A família é um teatro

Sou leigo em Psicologia e em todas as ciências da psique. Mas desconfio que a maioria dos nossos sofrimentos tem origem na infância. Por isso, acredito que a família tem papel decisivo na vida do sujeito, para o bem ou para o mal. Vista como instituição sagrada, e portanto inquestionável, ela é muitas vezes responsável por traumas irreversíveis, que podem se manifestar em forma de introspecção, agressividade, baixo autoestima, depressão...

Considerado “inimigo da família”, o psiquiatra José Ângelo Gaiarsa, falecido em 2010, dizia que o problema está no fato de não haver “escola de formação de pais”, tornando a missão de educar os filhos uma das tarefas mais difíceis do mundo. Despreparados, esses pais justificam todo tipo de maus-tratos como forma de “educar” os filhos.

Maus-tratos que não devem ser entendidos apenas como sinônimo de pancada. Ao contrário, para os filhos de criação muito rígida não há nada mais temeroso que o olhar duro, ou “castigo psicológico”, que às vezes causam mais estragos que a tão criticada palmada.

Para a maioria dos pais – dizia Gaiarsa – educar os filhos é repetir tudo o que aprendeu dos próprios pais — ainda que isso implique numa educação retrógrada e conservadora. Não por acaso, as neuroses nascem quase sempre das relações familiares.

O velho psiquiatra não poupava nem mesmo a figura (sagrada) da mãe. Para ele, a crença de pensar que mãe é para sempre constitui um “pecado” imperdoável. “Em todas as espécies, as mães cuidam dos filhos enquanto eles precisam de cuidados. No caso dos homens, não. Ninguém está preparado para esta separação. Ao contrário, é cada vez mais comum encontrar marmanjos vivendo dentro da casa da mãe santa e eterna, com tudo à mão. E, o que é pior, ela adora isso”.

Mas se é assim, por que irmãos, criados em um mesmo ambiente, costumam ser tão diferentes entre si? Ora, eles têm individualidades que os tornam diferentes.

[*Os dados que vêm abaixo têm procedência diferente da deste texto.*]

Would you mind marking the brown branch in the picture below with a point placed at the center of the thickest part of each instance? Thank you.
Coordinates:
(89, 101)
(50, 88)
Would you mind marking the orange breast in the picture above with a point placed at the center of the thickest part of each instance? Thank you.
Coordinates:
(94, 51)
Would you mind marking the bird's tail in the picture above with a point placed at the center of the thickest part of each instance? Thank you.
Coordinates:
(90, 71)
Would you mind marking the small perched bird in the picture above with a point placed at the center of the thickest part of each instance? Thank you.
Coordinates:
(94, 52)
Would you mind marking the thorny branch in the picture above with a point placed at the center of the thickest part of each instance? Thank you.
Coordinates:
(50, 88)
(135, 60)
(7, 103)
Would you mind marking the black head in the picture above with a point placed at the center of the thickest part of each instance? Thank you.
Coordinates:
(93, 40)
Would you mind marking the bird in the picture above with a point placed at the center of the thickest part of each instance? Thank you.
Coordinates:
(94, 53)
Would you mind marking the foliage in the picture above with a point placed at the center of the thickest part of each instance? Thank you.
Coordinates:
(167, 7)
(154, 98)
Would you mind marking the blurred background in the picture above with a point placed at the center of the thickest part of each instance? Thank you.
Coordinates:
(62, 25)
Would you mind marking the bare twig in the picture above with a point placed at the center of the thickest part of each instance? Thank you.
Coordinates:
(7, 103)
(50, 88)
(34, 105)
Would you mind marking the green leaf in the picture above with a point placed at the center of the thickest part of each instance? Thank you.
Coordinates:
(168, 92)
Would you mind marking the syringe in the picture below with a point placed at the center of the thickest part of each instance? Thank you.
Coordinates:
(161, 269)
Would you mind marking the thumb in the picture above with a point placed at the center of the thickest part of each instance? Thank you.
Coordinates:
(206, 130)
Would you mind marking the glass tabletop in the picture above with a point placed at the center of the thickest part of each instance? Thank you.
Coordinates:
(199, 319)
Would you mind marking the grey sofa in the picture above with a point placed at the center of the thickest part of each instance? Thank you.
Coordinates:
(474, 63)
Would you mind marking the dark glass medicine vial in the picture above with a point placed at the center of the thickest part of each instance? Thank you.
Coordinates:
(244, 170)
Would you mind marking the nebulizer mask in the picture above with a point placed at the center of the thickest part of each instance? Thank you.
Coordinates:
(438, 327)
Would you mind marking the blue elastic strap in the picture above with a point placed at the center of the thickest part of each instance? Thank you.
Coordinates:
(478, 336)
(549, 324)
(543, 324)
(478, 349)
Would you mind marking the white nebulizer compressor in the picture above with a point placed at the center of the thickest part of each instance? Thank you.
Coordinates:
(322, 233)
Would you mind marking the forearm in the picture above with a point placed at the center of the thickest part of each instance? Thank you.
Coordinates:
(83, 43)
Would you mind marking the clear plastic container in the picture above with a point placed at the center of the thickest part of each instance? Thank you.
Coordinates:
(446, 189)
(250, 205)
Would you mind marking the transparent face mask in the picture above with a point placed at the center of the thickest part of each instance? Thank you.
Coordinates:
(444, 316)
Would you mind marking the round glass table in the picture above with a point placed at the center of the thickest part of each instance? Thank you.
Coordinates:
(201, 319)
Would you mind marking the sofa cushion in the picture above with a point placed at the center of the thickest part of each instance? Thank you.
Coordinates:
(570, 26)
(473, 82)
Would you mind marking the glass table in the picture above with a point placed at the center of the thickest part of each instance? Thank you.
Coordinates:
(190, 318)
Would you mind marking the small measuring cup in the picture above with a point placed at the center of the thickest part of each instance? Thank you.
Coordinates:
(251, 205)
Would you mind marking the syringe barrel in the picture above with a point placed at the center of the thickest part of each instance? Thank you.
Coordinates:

E se são diferentes, o amor dos pais por cada um dos filhos também é diferente – o que desfaz o tabu segundo o qual amamos todos os filhos da mesma forma. Esse “amor diferente” faz com que os pais atribuam diferentes papéis aos filhos.

Imaginemos então que a família é um teatro – o lar é o palco, os filhos são os atores e os pais os diretores. A cada um dos filhos-atores é atribuído pelos pais-diretores determinado papel, que de tanto ser repetido acaba sendo assimilado, (con)fundindo ator e personagem. Isso explica porque muitas famílias têm o filho-problema, o estudioso, o trabalhador, o preguiçoso...

Minha família não é diferente. A cada um de nós foi dado um papel por nossos pais, o qual ensaiamos na infância e ainda hoje encenamos no palco-vida. Somos sete irmãos, dos quais a maioria tem dificuldades, por exemplo, em dar a resposta certa, na hora exata. Dito de outra forma, “engolimos sapo”, "levamos desaforo pra casa”.

Foi no consultório da psicóloga S.M. que entendi isso. Ao revisitar minha infância me vi – pequeno e franzino como um sibite baleado – ouvindo, cabisbaixo, pais, tios, avós, e qualquer outro adulto.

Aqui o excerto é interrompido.